O'Reilly asks what seem like mundane questions, but they are crucial.

"How do you feel today?"

"I feel a little depressed."

"Do you feel like hurting yourself?"

"No I haven't. She made me stick my finger up... and if I didn't she was going to kill the little Japanese girl."

Those questions are crucial because the only way Officer O'Reilly can send Scott to SF General for psychiatric evaluation, is if she wants to hurt herself or others. It's known as a 5150 Hold, after the Penal Code section. But based on the information he has right now, he must let her go. She has broken no law and as bizarre as her behavior is, it is not grounds to take her to the psych ward.

Officer O'Reilly: "I asked the important questions, not wanting to hurt herself or anyone and she's not gravely disabled, so unless the info from her case manager is different, she is not fitting the criteria for 5150."

It turns out the case manager does give police the ammunition they need to send Scott to the psych ward.

"She has not been taking her medication. She's on narcotics and is a danger to herself, therefore a 5150."

The case manager says this is the third time she's had to ask for a 5150 hold on Scott. It's a revolving door. At the psych ward, Scott takes medication and is stabilized. Once released, she stops her meds and deteriorates.

It’s a phenomenon that Dave Kahler knows all too well. It started nine years ago when his son, John, suddenly quit his job.

"He disappeared Memorial Day, 1994 and wound up riding freight trains all the way to Kansas, down to Chicago and LA.'

When Kahler got his son back to Concord, he was diagnosed with mental illness. On medication, John did pretty well, but sometimes he'd stop taking it.

"His whole demeanor changed over that period of time... uncooperative, irritable, less communicative than usual. I had the luxury of observing that indeed without question he needed medication."

But remember, as long as they're not a danger to themselves, or to others, patients cannot be locked up and forced to take medication.

That's why former assemblywoman Helen Thomson introduced AB1421, known as Laura's Law. It provides for involuntary outpatient treatment of the mentally ill if the person is likely to become dangerous or gravely disabled without "treatment."

"It was meant to get treatment for those who resist treatment who are severely mentally ill, who don't volunteer for it."

AB1421 has two big advantages. The person can be forcibly treated before they become dangerous and they are treated as outpatients, not locked in a psych ward. The law was passed at the state level, but now must be adopted county by county.

Doctor Mitch Katz is head of the San Francisco Health Department.

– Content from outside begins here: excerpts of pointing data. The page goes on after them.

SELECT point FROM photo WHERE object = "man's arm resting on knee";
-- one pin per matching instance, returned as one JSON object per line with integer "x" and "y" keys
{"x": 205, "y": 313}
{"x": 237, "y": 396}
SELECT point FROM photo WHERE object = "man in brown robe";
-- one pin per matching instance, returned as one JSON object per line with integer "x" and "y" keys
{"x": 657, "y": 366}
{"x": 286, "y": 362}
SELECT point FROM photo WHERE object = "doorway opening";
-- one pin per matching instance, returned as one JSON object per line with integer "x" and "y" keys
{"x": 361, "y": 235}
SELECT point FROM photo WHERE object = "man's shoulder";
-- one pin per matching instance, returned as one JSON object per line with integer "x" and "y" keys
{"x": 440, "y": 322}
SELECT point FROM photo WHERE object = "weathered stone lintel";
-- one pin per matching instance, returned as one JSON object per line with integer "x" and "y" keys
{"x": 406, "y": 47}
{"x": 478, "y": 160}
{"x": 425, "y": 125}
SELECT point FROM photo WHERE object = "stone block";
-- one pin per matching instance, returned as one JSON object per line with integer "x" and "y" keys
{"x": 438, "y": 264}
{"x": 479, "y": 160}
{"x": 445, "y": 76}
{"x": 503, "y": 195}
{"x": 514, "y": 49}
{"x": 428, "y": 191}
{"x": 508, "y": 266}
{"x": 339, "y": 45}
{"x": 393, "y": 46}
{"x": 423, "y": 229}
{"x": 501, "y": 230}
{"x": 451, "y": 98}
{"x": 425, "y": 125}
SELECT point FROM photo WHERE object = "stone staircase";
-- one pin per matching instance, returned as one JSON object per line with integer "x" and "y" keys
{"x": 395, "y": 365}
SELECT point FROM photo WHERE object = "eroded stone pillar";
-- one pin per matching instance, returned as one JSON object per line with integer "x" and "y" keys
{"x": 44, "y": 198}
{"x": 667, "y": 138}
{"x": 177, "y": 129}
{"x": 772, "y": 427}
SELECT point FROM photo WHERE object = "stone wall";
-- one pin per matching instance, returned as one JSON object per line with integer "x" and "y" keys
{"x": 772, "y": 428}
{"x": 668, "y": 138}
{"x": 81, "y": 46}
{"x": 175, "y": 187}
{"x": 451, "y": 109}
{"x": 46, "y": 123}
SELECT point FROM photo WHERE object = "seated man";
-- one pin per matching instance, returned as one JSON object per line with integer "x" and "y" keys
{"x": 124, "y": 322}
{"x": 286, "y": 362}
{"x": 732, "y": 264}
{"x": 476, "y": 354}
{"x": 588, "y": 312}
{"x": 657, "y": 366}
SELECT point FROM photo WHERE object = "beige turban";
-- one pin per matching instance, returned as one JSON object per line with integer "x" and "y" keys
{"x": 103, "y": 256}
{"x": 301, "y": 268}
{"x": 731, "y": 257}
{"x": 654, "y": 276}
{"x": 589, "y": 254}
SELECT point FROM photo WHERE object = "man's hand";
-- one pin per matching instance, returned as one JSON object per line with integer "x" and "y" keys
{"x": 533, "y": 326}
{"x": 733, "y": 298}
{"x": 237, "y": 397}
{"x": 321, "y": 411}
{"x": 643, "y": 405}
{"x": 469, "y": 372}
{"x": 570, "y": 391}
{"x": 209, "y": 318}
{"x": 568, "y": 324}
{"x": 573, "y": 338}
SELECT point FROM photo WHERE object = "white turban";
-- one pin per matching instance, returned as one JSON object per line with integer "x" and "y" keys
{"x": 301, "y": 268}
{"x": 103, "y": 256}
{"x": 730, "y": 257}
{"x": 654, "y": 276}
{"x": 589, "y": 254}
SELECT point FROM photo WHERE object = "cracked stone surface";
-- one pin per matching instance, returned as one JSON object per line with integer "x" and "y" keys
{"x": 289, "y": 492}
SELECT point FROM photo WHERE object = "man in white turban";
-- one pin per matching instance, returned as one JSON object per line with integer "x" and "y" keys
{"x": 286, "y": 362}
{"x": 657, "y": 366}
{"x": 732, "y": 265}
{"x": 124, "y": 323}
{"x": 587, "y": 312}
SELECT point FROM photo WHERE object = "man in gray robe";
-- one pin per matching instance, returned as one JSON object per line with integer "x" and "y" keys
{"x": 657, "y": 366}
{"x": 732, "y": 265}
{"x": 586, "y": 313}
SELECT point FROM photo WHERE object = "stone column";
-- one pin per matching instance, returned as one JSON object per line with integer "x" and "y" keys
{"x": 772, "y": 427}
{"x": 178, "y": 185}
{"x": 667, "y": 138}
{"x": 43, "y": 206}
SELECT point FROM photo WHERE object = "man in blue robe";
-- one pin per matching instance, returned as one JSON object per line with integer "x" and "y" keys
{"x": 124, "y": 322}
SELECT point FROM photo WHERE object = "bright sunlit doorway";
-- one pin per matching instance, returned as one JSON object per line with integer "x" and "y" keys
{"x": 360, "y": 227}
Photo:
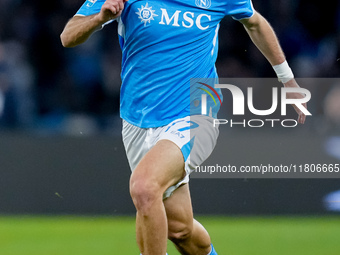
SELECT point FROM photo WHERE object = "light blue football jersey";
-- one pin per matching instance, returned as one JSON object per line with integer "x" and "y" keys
{"x": 164, "y": 44}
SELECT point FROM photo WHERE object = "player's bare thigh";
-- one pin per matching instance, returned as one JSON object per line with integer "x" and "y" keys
{"x": 160, "y": 168}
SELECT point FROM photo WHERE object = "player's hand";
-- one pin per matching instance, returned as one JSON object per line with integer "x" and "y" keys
{"x": 293, "y": 84}
{"x": 111, "y": 9}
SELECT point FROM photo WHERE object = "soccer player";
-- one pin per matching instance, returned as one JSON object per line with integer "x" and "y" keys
{"x": 164, "y": 44}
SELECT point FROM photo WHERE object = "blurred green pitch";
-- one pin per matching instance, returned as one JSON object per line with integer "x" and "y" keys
{"x": 71, "y": 235}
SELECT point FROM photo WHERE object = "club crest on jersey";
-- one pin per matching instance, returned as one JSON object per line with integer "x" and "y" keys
{"x": 205, "y": 4}
{"x": 146, "y": 14}
{"x": 90, "y": 3}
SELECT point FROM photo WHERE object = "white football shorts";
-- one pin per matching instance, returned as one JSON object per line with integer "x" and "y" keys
{"x": 196, "y": 136}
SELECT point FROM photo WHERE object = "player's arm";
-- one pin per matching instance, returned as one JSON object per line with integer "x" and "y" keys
{"x": 263, "y": 36}
{"x": 80, "y": 28}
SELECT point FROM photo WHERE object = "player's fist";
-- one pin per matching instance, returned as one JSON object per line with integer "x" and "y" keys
{"x": 111, "y": 9}
{"x": 293, "y": 84}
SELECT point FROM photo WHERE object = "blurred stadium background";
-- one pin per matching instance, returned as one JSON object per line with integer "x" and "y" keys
{"x": 63, "y": 171}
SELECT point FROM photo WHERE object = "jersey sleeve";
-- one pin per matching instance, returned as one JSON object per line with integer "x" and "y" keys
{"x": 240, "y": 9}
{"x": 90, "y": 7}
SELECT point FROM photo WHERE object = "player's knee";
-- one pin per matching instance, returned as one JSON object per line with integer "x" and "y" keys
{"x": 179, "y": 232}
{"x": 144, "y": 194}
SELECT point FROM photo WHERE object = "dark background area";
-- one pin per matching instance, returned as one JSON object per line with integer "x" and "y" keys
{"x": 60, "y": 144}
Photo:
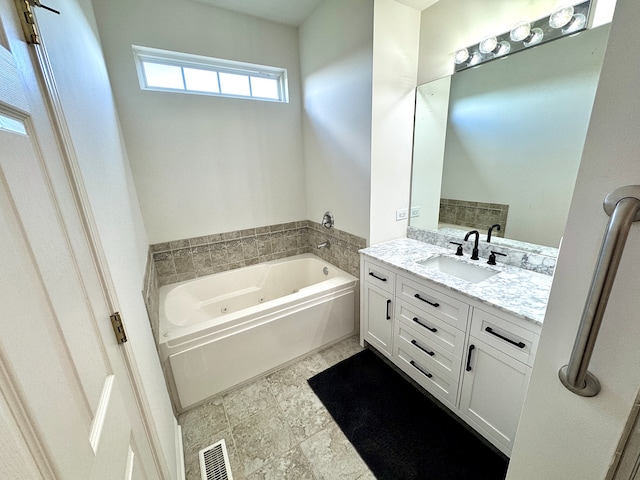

"I'm in favor of being able to treat people who are like that, who benefit from treatment if given, even involuntarily, do well."

Still, he's not in favor of adopting AB1421 in San Francisco.

"Certainly in SF, it would be very contentious to pass it. I think there would be people who would enthusiastically be for it and people who would be very strongly against it and for that reason alone it would be divisive rather than helpful."

Mike Wise and Mark and Julie Adamek are mentally ill. They're against AB1421.

"Let's just ask what you think about the notion of forcing somebody to take their medication."

"I don't believe in forced medication."

"Forced drugging does take away people's right to self choice and that takes away their self-esteem. As a rule of thumb I don't think anyone wants to be forced to do anything. It's much better when a person makes the decision and does something by choice."

It's a civil liberties argument that Thomsen sees as misguided.

"Are we ready in our society to just turn our backs on people who need our help because of this protecting their rights. A lot of people die on the streets with their rights on."

It is too late for Dave Kahler's son, John. He committed suicide earlier this month. His dad says he was taking his medication at the time.

"We had more successes than we did failures, but obviously we had an ultimate failure."

Thomsen hopes her bill will prevent other failures and halt the revolving door of bay area hospitals and jails. In San Francisco, Roz Plater, 5 Investigates.